Remote timeout limit

The remote timeout limit is set in the submission cluster and determines how long a MultiCluster job stays pending in the execution cluster. After the allowed time, the job returns to the submission cluster to be rescheduled.

The remote timeout limit in seconds is:

MAX_RSCHED_TIME(lsb.queues) * MBD_SLEEP_TIME(lsb.params)

In a default installation, MBD_SLEEP_TIME is 20 seconds and the multiplying factor for MultiCluster is 20, so the timeout limit is normally 400 seconds.

Problem with remote-only queues

By default, LSF queues dispatch jobs in FCFS order. However, there is one case in which the default behavior can be a problem. This is when a send-jobs queue sends to only one remote queue, and never uses local hosts.

In this case, jobs that time out in the receive-jobs cluster can only be re-dispatched to the same receive-jobs queue. When this happens, the receive-jobs queue takes the re-dispatched job as a new submission, gives it a new job ID, and gives it lowest priority in FCFS ordering. In this way, the highest-priority MultiCluster job times out and then becomes the lowest-priority job. Also, since local jobs don’t time out, the MultiCluster jobs get a lower priority than local jobs that have been pending for less time.
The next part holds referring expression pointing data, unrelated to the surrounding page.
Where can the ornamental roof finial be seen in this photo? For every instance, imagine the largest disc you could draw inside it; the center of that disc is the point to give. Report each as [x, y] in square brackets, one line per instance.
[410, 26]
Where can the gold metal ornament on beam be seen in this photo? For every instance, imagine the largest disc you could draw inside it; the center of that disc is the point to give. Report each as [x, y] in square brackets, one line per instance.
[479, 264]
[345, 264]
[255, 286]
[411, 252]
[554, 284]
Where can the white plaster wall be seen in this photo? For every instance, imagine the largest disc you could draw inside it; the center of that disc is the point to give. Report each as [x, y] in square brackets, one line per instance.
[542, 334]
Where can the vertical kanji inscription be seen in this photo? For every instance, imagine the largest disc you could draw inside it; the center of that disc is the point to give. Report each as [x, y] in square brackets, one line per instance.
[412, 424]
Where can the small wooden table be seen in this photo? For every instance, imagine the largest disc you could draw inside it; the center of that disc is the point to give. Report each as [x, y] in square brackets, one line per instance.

To make sure that jobs are always dispatched in the original order, you can disable remote timeout for the send-jobs queue.

Disable timeout

To disable remote timeout, edit MAX_RSCHED_TIME in lsb.queues in the submission cluster, and specify the keyword INFINIT. This increases the remote timeout limit to infinity.

Even if the limit is set to infinity, jobs time out if a remote execution cluster gets reconfigured. However, all the pending jobs time out at once, so when the queue attempts to send them again, the original priority is maintained.